Hay un personaje de esta película que no hace declaraciones. Se podría decir incluso que es un personaje dotado del don de la invisibilidad, porque durante décadas nadie quiso saber de las atrocidades que ocurrían en su interior, a pesar de que estaba plantado en el centro de una gran ciudad como Barcelona, rodeado de edificios de viviendas desde cuyas plantas más altas se podían vislumbrar las rejas en las ventanas, los trozos de patio por los que los presos iban y venían sin ningún atisbo de esperanza. Fue tal vez el lugar donde más tardó en llegar la democracia, y aún hoy, casi medio siglo después de la muerte del dictador, casi nadie se ha interesado por investigar en serio qué ocurrió en las cárceles españolas en aquellos primeros años de la Transición.
En 2006, el cineasta Alberto Rodríguez, que acababa de estrenar el año antes con éxito la película 7 vírgenes, leyó el libro La fuga de los 45, escrito por el preso Juan Diego Redondo, y se quedó con la sensación de que, más importante incluso que aquella evasión espectacular de la cárcel Modelo de Barcelona, es el nivel de organización que la ha hecho posible. Había algo que no le cuadraba. Rodríguez se hizo con la lista de los 45 fugados, y el perfil del grupo no se parecía en nada a un engranaje perfecto.
“Mira”, explica ahora el cineasta sentado en el salón de su casa de Sevilla, “empezamos a buscarlos uno a uno para ver si podíamos hablar con ellos. Fueron los años duros de los palos, de los atracos, de los quinquis. Eran muy jóvenes, la heroína acababa de empezar y cayeron casi todos”. Rodríguez emprendió entonces una búsqueda que le llevó a archivos, a hemerotecas, a un detective amigo que le echó una mano en la investigación; leyó infinidad de libros, vio documentales, hizo entrevistas… Hubo épocas en que aparcó aquella obsesión por la fuga y sus protagonistas —”la vida y otros proyectos se fueron cruzando”, dice a modo de explicación—, pero ahora, una década y media después, se dispone a estrenar en el Festival de Cine de San Sebastián la película Modelo 77, protagonizada por Miguel Herrán y Javier Gutiérrez.

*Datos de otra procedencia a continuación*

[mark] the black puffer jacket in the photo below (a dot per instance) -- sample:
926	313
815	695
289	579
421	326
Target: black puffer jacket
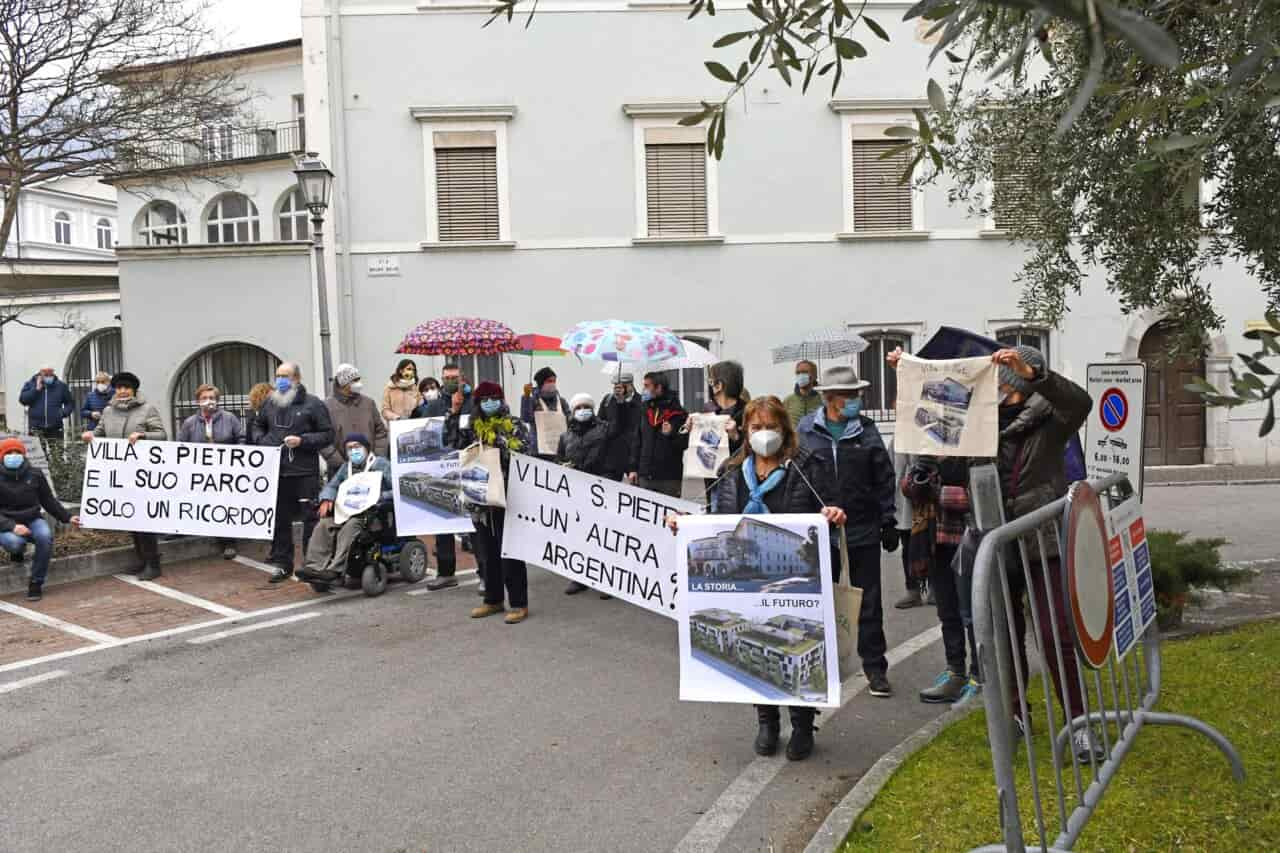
22	495
795	493
624	420
585	447
307	419
658	456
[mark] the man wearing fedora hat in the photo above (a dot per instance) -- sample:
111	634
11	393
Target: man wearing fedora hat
862	471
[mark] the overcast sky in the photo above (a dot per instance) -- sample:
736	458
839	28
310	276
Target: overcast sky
256	22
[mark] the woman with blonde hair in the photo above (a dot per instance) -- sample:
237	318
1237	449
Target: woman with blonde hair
772	474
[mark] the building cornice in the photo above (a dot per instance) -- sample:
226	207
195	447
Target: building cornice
213	250
464	113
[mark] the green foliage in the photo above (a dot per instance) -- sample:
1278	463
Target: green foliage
1260	383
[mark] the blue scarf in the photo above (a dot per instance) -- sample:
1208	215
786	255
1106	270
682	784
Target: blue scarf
755	502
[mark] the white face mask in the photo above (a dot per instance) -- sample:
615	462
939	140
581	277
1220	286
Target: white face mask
766	442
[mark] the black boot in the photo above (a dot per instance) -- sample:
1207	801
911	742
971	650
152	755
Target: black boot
801	733
771	724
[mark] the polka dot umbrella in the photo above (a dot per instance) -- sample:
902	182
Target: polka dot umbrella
622	341
460	336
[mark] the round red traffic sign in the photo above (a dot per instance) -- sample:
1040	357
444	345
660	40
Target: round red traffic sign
1114	410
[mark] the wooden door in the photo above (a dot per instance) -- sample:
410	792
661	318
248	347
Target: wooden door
1174	416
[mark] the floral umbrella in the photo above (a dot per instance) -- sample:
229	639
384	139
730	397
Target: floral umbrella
622	341
460	336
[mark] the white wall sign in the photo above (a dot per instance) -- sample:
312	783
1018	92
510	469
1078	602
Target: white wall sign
172	487
757	611
1114	432
600	533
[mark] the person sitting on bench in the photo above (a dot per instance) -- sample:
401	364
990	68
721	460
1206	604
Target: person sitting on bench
330	543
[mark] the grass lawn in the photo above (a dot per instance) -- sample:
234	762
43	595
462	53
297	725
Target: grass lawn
1174	790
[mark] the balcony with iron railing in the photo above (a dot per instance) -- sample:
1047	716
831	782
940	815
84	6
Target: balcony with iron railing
222	144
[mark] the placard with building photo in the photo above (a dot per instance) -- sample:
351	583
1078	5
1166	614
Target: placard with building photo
947	406
428	479
757	615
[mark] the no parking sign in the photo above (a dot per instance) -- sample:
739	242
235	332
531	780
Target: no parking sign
1114	434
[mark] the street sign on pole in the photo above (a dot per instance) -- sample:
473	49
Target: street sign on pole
1114	432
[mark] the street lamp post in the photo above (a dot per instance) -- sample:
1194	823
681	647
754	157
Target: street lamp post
315	179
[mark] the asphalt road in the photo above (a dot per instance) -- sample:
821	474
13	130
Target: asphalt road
398	724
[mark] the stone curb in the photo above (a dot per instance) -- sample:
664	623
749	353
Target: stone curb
841	820
96	564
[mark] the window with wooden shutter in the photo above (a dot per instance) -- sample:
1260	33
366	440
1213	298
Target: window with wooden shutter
466	185
881	200
1013	206
676	182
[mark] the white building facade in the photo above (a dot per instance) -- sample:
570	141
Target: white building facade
540	177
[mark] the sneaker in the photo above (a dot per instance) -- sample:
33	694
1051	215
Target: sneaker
442	582
485	610
878	685
949	688
910	600
1087	742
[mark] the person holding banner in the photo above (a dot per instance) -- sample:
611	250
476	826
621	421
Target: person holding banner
584	447
773	474
492	427
23	493
215	427
298	422
132	418
854	455
330	543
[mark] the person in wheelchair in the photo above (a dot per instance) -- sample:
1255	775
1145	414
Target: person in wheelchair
330	543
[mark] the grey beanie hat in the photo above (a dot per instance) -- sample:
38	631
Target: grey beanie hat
1034	359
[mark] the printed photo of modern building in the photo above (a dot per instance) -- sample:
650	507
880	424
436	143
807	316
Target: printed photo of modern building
786	651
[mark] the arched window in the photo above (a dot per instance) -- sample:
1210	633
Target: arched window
233	219
293	217
105	238
161	224
233	368
1024	336
63	228
101	350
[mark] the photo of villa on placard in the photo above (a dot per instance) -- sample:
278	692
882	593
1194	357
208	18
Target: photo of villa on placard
784	653
755	556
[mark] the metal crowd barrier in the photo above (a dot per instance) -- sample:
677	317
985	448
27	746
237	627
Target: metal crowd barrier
1116	714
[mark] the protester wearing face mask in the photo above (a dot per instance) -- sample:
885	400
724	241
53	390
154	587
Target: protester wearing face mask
544	398
725	383
49	402
213	425
96	400
804	400
862	474
401	397
490	423
657	461
351	413
452	398
622	411
773	474
330	543
133	419
584	447
23	493
297	423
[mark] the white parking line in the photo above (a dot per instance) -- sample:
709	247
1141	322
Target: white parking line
49	621
181	596
35	679
237	632
717	822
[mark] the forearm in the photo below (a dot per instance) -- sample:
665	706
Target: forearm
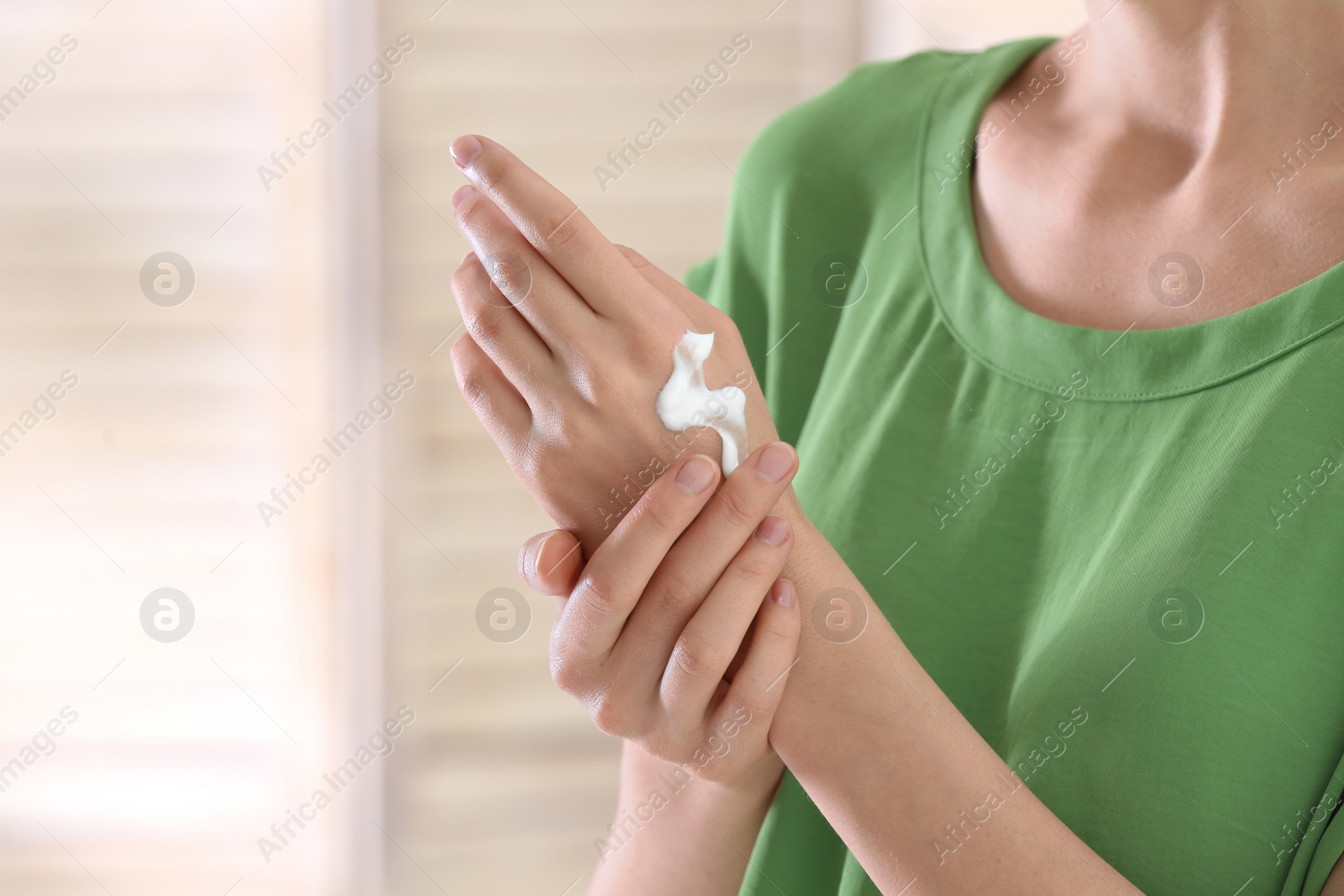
680	835
891	762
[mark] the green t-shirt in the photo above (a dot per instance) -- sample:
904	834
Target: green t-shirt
1120	555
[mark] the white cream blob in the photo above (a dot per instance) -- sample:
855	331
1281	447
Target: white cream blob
685	403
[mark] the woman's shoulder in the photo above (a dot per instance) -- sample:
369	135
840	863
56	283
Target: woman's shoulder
875	110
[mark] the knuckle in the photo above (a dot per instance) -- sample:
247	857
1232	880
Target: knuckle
678	590
759	564
483	327
555	234
598	591
780	634
741	506
696	660
613	718
568	672
633	257
659	513
757	705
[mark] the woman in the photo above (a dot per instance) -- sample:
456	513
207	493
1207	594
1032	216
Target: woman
1054	604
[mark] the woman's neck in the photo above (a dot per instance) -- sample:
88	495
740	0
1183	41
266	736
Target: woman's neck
1214	80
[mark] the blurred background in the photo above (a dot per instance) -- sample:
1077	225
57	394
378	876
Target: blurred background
262	631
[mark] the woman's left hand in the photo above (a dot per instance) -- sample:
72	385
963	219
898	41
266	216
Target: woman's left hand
569	340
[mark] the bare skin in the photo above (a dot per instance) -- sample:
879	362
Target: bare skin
1159	140
1160	137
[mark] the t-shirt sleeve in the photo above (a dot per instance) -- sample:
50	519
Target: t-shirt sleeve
774	238
1316	860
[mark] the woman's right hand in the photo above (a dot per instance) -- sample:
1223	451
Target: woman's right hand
679	633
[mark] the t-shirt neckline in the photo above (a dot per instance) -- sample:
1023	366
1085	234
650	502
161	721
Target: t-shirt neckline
1139	364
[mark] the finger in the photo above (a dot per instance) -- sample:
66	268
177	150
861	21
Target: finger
757	688
622	566
701	557
711	638
491	396
496	327
553	223
551	562
689	302
534	288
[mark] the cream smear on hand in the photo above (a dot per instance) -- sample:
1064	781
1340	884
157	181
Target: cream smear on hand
685	403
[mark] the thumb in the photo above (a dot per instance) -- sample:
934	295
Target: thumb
551	562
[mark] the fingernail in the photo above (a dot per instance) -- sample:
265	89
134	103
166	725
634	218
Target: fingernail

Alberto Rodríguez ha dispuesto sobre una mesa buena parte del material que ha reunido durante estos años para construir el guion del largometraje. En el ordenador, decenas de fotos de la prisión y de quienes la sufrían en los años siguientes a la muerte de Franco en 1975. Ha visto estos retratos en blanco y negro cientos de veces, pero aún se conmueve: “Hay hasta niños. La pobreza es absoluta. Los pantalones grandes, sin crema – llera, sin botones, atados con una cuerda…”. La emoción que todavía se palpa en la descripción que el cineasta hace de los presos —y que atraviesa la película como un dolor sordo— fue el hilo del que tiró para hacerse una pregunta que puede resumirse así: ¿cómo esta legión de desharrapados, la mayoría de ellos sin ningún tipo de instrucción, pudo organizarse para preparar no solo una fuga, sino una serie de actos de protesta —motines, huelgas de hambre, autolesiones colectivas— que lograron poner en jaque a la administración penitenciaria y sacar a la luz pública la situación de las prisiones? ¿De dónde salió esta lección de solidaridad? —Nos extrañó que tuvieran esa base de organización y de conciencia que se necesitaba para organizar una fuga tan grande. Dijimos: aquí pasa algo… Y la investigación nos llevó a otros presos comunes, como Daniel Pont, que habían estado en contacto con presos políticos, que fueron los que con la llegada de la democracia se habían beneficiado de indultos y amnistías. Surgió en las cárceles una especie de agravio. Pont y otros se dan cuenta de que están viviendo una situación injusta, elaboran un discurso… A partir de ahí conocimos la relevancia de la Copel, y es por donde crece la película. Nos pareció más importante la lucha de los presos que la fuga en sí.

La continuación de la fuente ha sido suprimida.